2003年03月28日 | 「Weekly 読書感想」
 今から35年ほど前IT業界に入って間もないある夜、3人のシステムエンジニアと新宿南口の居酒屋で飲む機会があった。酒がほどよく廻ったところで3人が何か議論し始めた。ところが3人が発する書名も著者もその内容もそれまでに私は聞いた事がなく全くチンプンカンプンでほとんど理解できない。まるで自分が異界に来たような気分だった。じっと議論を聞いている振りをして始終黙っていたが、帰り道呆然としたのを忘れられない。あれは何だったのか。後から思うと彼らが議論していたのはチョムスキの『言語論』だったのではないか。「言語生成論」等は私にとって今でもまるで“知のラビリンス”だ。

 因みにその時の3人とは東大数学科卒で当時一流といわれたOSエンジニア、他の一人は東大機械工学のオーバー・ドクターでソフト会社の社長、残りの一人も東大工学卒の原子力エンジニアだった。

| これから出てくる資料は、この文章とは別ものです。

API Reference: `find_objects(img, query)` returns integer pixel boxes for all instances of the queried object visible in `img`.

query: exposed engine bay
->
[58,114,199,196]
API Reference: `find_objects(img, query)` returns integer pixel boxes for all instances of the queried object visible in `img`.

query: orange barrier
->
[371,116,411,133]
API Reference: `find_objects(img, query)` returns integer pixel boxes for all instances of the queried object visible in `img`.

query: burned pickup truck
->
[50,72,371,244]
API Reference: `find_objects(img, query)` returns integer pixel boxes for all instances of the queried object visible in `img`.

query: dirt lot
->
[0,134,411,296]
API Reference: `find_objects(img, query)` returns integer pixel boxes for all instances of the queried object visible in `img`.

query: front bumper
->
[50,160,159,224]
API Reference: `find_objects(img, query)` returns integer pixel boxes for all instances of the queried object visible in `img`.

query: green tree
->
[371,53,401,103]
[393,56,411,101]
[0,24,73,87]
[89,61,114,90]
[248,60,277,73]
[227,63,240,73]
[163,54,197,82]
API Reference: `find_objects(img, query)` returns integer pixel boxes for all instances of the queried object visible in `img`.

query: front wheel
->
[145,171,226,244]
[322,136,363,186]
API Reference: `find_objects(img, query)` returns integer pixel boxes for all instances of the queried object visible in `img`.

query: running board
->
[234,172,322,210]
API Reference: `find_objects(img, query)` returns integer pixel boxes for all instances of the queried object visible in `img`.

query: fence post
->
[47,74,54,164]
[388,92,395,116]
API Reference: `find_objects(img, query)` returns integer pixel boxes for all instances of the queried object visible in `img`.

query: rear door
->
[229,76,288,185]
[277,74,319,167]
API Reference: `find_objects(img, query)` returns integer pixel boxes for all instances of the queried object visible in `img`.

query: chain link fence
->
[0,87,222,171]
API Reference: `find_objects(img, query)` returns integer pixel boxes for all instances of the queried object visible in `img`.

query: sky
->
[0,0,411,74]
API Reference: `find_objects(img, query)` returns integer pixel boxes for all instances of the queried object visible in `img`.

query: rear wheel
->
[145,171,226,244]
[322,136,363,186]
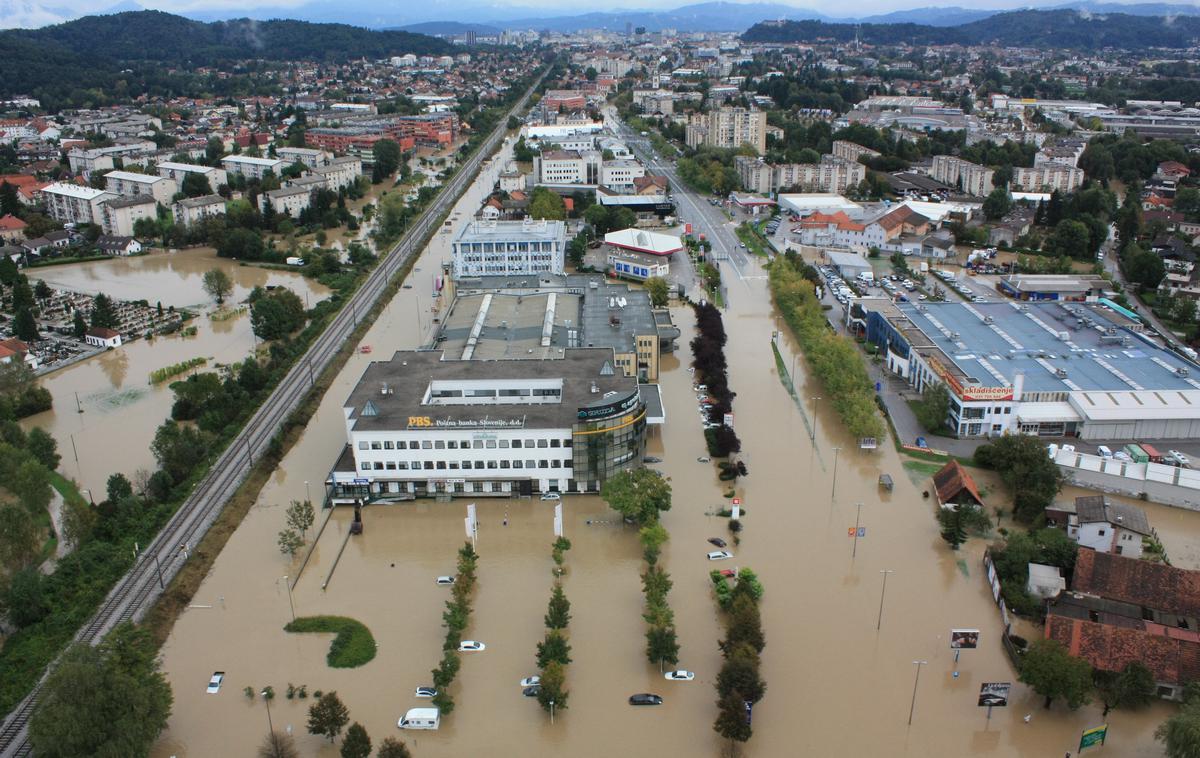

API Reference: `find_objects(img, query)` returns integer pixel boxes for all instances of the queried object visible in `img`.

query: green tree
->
[12,307,38,342]
[25,427,61,471]
[91,293,120,329]
[250,287,305,339]
[1154,699,1200,758]
[983,187,1013,221]
[1096,661,1158,716]
[371,139,403,184]
[546,584,571,628]
[913,383,950,432]
[2,566,50,628]
[600,469,671,525]
[646,625,679,667]
[646,276,671,308]
[538,628,571,669]
[251,729,300,758]
[287,500,317,537]
[29,624,173,758]
[308,692,350,742]
[1019,639,1092,710]
[0,503,41,571]
[529,187,566,221]
[937,506,967,551]
[275,529,304,558]
[200,269,233,305]
[376,736,413,758]
[974,434,1062,523]
[713,693,754,751]
[342,721,371,758]
[1046,218,1091,260]
[538,661,569,711]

文学部の私がこの3人と酒席を同じくした行きがかりが思い出せない。
 最近そうした“衝撃の経験”が少なくなったのは私が賢くなったのではなく世界が狭くなったのではないかと多少寂しい気もする。

 言語学に革命をもたらし、ベトナム、アフガン、イラクと胸のすくような米国批判を展開しているチョムスキを取上げるなら、今もっともカレントな著書「9・11アメリカに報復する資格はない」を取上げるべきかもしれない。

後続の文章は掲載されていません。